- August 8, 2018
Sundarbans at risk; India’s 2030 emission intensity; Pakistan’s 100 billion trees plan
Sundarbans at risk: India-Bangladesh listening?
The upcoming India-Bangladesh coal plant along Sundarbans is facing fierce opposition as a “disaster” to the fragile ecosystem. Experts have warned Rampal Coal-Plant could prove to be major financial risk. UN has directed Bangladesh to drop the project near the world heritage mangroves. Others have recommended “better, cheaper” alternatives like solar electrification.
India emissions “will double by 2030, but be below today’s global average”
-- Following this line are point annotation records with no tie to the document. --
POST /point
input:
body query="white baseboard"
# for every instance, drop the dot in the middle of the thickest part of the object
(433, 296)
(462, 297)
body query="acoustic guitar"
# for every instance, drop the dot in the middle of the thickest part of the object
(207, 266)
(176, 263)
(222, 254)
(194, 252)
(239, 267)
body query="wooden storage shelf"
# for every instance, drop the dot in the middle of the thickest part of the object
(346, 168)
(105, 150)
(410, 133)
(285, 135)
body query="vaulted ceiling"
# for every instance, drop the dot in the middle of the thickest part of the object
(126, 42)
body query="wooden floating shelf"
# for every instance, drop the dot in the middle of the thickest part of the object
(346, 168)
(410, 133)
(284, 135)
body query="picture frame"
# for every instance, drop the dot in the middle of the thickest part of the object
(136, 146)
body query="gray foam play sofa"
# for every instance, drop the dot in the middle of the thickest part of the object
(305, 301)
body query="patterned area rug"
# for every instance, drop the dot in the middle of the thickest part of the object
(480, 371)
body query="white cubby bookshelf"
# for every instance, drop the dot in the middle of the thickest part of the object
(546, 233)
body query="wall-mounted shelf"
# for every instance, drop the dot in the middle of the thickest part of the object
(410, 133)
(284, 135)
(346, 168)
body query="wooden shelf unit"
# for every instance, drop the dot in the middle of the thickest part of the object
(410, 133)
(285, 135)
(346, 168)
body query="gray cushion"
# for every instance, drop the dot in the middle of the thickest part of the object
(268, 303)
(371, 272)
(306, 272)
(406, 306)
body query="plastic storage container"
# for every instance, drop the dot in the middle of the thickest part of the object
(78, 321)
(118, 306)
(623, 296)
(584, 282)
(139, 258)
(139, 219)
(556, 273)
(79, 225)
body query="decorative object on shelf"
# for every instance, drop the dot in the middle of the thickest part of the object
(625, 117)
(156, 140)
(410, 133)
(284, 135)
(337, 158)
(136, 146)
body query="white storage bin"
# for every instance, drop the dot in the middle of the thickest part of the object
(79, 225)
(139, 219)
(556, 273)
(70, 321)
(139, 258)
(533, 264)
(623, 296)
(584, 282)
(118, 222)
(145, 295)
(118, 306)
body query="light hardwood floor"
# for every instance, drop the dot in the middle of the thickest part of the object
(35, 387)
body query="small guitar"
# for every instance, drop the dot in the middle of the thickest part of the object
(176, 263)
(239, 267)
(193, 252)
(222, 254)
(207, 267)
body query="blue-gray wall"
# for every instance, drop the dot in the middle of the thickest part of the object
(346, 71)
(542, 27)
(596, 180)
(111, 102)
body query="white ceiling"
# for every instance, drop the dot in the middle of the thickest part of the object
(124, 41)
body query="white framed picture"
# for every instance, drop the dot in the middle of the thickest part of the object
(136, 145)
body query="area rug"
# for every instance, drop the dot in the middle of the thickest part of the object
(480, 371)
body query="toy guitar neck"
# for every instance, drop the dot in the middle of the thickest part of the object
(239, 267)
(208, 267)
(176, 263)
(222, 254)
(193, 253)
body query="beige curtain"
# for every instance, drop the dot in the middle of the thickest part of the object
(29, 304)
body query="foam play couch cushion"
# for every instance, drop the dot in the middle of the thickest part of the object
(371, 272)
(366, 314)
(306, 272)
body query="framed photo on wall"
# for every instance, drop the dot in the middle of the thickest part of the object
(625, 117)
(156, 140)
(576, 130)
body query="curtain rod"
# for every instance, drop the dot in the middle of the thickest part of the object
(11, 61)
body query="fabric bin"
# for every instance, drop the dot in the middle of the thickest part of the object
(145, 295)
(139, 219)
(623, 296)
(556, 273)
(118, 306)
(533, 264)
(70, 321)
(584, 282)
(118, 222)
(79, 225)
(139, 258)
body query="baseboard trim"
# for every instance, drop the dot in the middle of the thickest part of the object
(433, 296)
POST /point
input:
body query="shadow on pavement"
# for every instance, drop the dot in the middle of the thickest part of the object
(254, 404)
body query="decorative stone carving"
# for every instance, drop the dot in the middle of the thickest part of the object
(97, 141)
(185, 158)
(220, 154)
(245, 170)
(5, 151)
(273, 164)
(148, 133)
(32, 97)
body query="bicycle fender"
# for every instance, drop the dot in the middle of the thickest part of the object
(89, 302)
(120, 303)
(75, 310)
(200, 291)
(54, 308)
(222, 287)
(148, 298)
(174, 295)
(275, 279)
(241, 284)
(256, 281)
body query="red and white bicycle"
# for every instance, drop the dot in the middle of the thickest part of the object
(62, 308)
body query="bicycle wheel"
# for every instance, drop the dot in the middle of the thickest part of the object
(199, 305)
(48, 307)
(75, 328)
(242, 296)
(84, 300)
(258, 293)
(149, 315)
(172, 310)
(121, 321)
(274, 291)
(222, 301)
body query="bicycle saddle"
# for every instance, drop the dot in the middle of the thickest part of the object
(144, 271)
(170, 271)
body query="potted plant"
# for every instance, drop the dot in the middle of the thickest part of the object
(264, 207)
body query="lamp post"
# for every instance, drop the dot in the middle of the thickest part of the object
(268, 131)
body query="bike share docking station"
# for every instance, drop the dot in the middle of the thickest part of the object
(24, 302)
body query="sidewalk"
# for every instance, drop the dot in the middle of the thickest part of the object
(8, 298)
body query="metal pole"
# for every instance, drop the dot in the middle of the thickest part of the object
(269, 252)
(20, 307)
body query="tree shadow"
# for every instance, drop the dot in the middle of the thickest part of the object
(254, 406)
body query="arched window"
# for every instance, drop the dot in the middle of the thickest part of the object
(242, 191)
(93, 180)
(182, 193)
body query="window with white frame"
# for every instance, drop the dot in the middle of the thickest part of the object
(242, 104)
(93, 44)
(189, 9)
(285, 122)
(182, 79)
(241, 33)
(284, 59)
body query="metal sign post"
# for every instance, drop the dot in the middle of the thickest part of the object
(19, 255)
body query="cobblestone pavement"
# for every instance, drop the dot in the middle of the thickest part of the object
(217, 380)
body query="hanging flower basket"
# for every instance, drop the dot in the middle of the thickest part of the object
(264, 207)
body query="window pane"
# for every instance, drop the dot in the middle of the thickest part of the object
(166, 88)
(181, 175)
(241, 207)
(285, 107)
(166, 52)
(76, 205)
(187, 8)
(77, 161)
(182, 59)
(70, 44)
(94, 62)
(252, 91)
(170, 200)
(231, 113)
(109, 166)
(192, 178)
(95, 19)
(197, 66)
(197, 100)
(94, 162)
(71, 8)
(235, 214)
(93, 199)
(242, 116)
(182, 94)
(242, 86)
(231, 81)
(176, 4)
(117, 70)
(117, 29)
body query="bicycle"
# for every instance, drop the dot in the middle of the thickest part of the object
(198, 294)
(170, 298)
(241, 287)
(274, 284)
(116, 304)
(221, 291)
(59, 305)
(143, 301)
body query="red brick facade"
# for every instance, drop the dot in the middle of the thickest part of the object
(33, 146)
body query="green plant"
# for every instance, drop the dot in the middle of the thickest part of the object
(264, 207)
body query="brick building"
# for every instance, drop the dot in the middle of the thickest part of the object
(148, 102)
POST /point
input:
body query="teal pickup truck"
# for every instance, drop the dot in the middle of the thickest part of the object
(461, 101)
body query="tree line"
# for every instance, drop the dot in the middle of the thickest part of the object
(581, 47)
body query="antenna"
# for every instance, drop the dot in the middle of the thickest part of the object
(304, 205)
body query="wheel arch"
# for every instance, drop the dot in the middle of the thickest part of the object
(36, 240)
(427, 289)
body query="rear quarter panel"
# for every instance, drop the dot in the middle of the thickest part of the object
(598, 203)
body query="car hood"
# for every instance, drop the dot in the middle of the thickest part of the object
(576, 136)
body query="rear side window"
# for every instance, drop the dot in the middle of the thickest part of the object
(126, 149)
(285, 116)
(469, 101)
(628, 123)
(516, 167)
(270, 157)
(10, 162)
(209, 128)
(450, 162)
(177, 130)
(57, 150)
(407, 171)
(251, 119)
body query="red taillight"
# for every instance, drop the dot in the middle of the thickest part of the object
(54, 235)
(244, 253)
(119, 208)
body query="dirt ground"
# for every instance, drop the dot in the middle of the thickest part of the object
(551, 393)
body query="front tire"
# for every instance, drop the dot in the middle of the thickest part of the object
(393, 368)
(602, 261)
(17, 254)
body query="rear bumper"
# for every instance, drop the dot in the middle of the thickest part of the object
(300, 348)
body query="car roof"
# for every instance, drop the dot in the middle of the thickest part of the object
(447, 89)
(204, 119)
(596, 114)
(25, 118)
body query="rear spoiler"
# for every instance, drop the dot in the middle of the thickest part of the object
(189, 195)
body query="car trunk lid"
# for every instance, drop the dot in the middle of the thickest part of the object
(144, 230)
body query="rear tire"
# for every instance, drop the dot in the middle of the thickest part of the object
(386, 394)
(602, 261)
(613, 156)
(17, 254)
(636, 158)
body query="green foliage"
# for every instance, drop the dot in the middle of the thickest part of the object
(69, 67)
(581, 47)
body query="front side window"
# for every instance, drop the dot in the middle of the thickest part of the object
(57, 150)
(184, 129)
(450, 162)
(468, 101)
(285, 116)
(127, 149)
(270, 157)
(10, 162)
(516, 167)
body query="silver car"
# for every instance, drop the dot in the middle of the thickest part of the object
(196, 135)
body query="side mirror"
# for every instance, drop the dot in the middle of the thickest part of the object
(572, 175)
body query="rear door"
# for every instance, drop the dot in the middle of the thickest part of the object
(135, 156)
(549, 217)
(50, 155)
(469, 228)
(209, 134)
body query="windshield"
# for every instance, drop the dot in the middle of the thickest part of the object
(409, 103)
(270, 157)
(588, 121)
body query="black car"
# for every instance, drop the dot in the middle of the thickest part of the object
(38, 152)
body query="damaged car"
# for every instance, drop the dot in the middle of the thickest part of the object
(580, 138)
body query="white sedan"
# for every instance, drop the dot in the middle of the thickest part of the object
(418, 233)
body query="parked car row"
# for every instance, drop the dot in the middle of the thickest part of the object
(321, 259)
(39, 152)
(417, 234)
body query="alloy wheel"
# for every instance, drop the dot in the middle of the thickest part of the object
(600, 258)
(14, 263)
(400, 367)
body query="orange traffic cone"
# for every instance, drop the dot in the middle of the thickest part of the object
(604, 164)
What would be emission intensity of India over the next decade? Recent study says, based on current energy policy, despite renewables growth, India’s CO2 energy-related emissions from 2012 levels would most likely double by 2030. By 2030, India’s per capita emissions will be below today’s global average.
Paris “rulebook”: Time running out?
Will the negotiators writing the “rulebook” for the Paris accord meet the December deadline? Negotiators last week published “tools” to help streamline the conflicting proposals; co-chairs said they need to “crank up the pace” as there’s only one more technical session in Bangkok next month before the main UN climate summit of the year in Katowice, Poland, where ministers would finalize the rulebook.
Climate Chief pushes to solve Climate Fund crisis
UN climate chief sought political intervention to save UN’s Green Climate Fund, month after the board meeting meltdown. Campaigners say, the recent EU-China joint statement has been a much needed boost, post the USA pulling out.
Blame Fossil Fuel industry, not “Human Nature”
Why we haven’t solved climate change yet? The latest NYT Magazine issue, analyzing early days of climate politics, blamed “human nature”. Critics say it’s the fossil fuel interests that killed the climate momentum, not “human nature”.
Climate finally part of India’s poll discourse?
Will climate issues be part of India’s 2019 election discourse? This article argues it’s just the time, as media and citizens have been forcing parties to come clean on their stand on pollution and climate issues.
Imran Khan: Will plant 10 billion trees
The newly elected Pakistan PM Imran Khan plans to plant 10 billion trees in 5 years, to combat climate change, expanding his party’s “billion tree tsunami” initiative in Khyber province. Imran had mocked previous government’s climate budget as a joke. However, domestic coal will continue to grow with the help of Chinese investment.